La décision du parlement d’autoriser, le 6 février 2024, la Banque centrale de Tunisie (BCT) à accorder à la Trésorerie générale, des facilités de 7 milliards de dinars a inquiété plus d’une partie, à cause, entre autres, des éventuelles répercussions négatives d’une telle décision sur les réserves en devises.
D’ailleurs, la première tranche des facilités octroyées par la BCT a été utilisée pour rembourser, le 17 février 2024, un Eurobond, prêt contracté sur les marchés internationaux, de 850 millions d’Euros (en principal), accompagné d’intérêts s’élevant à environ 47,8 millions d’euros. Ce remboursement totalise ainsi 898 millions d’Euros, équivalant à environ 3 milliards de Dinars.

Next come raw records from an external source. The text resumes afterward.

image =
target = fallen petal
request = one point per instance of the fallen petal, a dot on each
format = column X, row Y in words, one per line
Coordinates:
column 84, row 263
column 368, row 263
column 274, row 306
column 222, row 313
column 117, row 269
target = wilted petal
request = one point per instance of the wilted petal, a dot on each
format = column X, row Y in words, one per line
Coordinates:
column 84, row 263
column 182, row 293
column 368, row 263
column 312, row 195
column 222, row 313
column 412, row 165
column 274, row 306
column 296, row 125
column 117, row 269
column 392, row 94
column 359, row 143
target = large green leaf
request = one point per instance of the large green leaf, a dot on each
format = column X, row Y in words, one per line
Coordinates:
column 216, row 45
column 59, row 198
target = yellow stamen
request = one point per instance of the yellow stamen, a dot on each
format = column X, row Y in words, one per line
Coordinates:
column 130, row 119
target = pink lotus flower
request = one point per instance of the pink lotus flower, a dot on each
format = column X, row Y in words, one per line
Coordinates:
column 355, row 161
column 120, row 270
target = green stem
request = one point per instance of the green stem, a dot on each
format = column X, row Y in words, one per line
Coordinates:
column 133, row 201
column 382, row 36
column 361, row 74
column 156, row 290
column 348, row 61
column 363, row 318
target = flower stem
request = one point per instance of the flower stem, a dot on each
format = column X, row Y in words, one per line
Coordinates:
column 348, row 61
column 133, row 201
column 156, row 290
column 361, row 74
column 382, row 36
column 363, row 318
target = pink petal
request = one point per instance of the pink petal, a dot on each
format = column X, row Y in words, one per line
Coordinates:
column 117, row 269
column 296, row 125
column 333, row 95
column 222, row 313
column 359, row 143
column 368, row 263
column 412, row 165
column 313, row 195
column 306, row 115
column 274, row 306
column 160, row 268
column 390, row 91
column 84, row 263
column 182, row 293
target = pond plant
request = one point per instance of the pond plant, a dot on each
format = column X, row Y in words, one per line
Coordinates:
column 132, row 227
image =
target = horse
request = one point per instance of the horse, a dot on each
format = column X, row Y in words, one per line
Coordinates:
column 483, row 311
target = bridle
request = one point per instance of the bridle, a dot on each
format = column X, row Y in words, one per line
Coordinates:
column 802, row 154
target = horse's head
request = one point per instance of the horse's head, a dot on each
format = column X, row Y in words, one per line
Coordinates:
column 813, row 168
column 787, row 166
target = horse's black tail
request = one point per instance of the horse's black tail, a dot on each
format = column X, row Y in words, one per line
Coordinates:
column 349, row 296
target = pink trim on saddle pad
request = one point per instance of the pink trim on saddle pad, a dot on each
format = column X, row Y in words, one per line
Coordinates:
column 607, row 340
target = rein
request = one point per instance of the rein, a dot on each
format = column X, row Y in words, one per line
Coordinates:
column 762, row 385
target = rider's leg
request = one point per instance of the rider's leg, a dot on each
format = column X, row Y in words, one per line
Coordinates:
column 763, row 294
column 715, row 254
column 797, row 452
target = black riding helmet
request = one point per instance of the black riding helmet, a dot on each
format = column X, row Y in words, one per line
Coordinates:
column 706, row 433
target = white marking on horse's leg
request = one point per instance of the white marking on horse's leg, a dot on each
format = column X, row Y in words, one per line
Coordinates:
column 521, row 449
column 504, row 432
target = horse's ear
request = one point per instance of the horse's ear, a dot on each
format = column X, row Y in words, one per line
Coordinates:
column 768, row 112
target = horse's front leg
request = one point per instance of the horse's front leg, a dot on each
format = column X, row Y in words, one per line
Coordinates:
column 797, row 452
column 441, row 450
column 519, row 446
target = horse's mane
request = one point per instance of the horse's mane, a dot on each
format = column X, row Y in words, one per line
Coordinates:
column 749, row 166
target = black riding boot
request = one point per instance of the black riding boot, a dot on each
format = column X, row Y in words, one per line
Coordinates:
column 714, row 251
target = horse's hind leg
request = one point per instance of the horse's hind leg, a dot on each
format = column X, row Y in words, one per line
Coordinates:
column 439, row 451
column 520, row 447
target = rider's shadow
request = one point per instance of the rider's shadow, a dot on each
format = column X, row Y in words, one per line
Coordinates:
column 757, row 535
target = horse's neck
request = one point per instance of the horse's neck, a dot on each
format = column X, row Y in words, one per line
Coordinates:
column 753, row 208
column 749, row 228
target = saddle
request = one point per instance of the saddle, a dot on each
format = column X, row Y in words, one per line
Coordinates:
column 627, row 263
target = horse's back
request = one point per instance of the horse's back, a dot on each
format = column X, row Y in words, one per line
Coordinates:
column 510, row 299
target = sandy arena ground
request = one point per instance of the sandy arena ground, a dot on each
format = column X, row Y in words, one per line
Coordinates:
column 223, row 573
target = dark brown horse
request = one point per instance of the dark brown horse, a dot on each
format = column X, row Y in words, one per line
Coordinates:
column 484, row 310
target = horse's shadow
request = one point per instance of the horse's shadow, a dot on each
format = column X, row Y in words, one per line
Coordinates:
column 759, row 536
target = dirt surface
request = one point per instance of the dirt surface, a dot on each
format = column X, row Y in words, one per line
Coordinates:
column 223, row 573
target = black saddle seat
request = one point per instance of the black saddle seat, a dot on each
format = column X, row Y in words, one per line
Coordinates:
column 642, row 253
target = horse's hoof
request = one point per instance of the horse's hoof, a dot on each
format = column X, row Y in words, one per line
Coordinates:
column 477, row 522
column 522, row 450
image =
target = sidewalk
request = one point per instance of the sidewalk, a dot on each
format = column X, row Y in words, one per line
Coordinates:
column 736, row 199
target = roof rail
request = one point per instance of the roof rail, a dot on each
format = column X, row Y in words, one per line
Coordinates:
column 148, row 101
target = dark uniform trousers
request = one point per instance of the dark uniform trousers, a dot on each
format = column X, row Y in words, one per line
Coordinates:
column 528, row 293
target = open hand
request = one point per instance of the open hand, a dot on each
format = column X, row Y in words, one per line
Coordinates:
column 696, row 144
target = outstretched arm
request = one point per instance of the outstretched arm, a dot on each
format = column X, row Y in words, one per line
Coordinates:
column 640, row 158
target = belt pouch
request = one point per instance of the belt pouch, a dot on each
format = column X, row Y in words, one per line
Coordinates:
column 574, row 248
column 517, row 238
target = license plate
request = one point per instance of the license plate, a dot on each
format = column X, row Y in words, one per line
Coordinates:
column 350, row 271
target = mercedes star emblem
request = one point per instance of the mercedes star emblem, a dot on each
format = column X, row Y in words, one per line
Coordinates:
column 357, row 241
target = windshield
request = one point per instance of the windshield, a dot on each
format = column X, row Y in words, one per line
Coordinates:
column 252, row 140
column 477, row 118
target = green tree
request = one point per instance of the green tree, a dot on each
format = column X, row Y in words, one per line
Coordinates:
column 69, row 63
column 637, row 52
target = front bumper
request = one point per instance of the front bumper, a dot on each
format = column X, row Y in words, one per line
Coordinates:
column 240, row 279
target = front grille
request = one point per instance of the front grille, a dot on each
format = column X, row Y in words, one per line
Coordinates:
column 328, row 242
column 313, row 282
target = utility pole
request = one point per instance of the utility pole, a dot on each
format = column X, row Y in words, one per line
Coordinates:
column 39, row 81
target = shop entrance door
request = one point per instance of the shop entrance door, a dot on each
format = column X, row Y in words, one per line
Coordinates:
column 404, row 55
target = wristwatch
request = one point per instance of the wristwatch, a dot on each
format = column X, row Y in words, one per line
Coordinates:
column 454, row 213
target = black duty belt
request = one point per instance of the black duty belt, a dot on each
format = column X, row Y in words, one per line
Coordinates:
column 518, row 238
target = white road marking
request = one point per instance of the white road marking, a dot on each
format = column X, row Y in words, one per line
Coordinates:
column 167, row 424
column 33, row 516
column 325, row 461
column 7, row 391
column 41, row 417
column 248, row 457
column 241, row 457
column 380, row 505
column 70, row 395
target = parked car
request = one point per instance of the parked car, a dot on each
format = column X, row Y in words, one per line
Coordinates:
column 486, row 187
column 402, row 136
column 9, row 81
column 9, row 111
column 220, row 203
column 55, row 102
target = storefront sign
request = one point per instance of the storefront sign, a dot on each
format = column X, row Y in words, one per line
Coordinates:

La récente baisse des réserves n’est pas encore grave
Le remboursement de cet eurobond a entraîné une réduction des réserves en devises de 14 jours d’importation, passant de 119 jours (équivalant à 25,9 milliards de dinars) le 16 février à 105 jours (représentant 23 milliards de dinars).
Il a généré également une diminution du solde du compte courant du Trésor le 19 février, passant ainsi de 4,5 milliards de dinars à 1,5 milliard de Dinars. Cette baisse résulte du tirage de 3 milliards de dinars et de leur conversion en euros pour honorer cet engagement.
“L’année 2024 se distingue comme une période exceptionnelle pour la Tunisie, marquée par le remboursement de dettes totalisant 24,7 milliards de dinars tunisiens.”
L’impact de ce remboursement en devises demeure toutefois toléré. Il n’a pas encore atteint le seuil inacceptable de 60 jours d’importations. La Tunisie a été confrontée, il y a cinq ans à une situation pire. Au mois d’août 2018, au temps du gouvernement de Youssef Chahed, la Tunisie a connu une baisse proche de ce seuil, soit 70 jours d’importation.
Faut- il le rappeler : les réserves, en devises sont essentielles en tant que filet de sécurité financier. Elles sont utilisées pour répondre aux besoins stratégiques de liquidité de l’économie en cas de pressions sur les comptes extérieurs.
Elles servent également de garantie pour les créanciers et les investisseurs étrangers quant à la capacité du pays à honorer ses dettes et à maintenir la continuité des transferts avec l’étranger, leur conférant ainsi un rôle stabilisateur d’une grande puissance.
L’année en cours s’annonce difficile
L’année 2024 se distingue comme une période exceptionnelle pour la Tunisie, marquée par le remboursement de dettes totalisant 24,7 milliards de dinars tunisiens (MDT), dont 17,9 milliards DT correspondent au principal et 5,8 milliards DT aux intérêts.
D’après les observateurs de la chose tunisienne, cette année sera marquée par de sérieuses difficultés financières et économiques.
Les réserves en devises sont essentielles en tant que filet de sécurité financier
Au premier rang de ces difficultés, figure une probable hausse du déficit des finances publiques, dans un contexte de négociations encore possibles entre le gouvernement et le Fonds monétaire international (FMI), du moins si on croit les déclarations des responsables du FMI et du gouvernement tunisien.
Pour mémoire, ces négociations durent, depuis plus de deux ans pour mettre en place un programme de réformes économiques accompagné d’un prêt financier, estimé, en vertu d’un accord technique conclu le 15 octobre 2022, à 1,9 milliard de de dollars.
La Tunisie va connaître en 2024 et 2025, de fortes pressions
Empressons de signaler que ce prêt n’est pas une fin en soi. Il n’a de la valeur que son octroi serait le feu vert pour pouvoir contracter de nouveaux emprunts auprès d’autres bailleurs de fonds et des pays partenaires. Cet apport financier est, à priori, d’une extrême importance dans la mesure où la Tunisie va connaître durant les années 2024 et 2025 de fortes pressions.
Au cours de ces deux exercices, la Tunisie aura à rembourser deux prêts contractés sur le marché financier international privé de 1,850 milliard d’euros dont 898 millions d’Euros viennent d’être remboursés le 17 février courant.
En dépit de ces difficultés et de la persévérance du président de la République à refuser le diktat du FMI et ses conditionnalités, l’économie tunisienne a prouvé une résilience certaine. Pour preuve, elle est parvenue, en 2023, avec les moyens de bord, à payer ses dettes. Même la Directrice générale du Fonds monétaire international (FMI), Kristalina Georgieva le pense et le reconnaît. Cette dernière, contrairement aux prédictions des prophètes du malheur qui ont prédit au pays tous les malheurs (faillite, recours au club de Paris, explosion sociale…) a estimé, que « la Tunisie n’était pas encore au bord du gouffre”.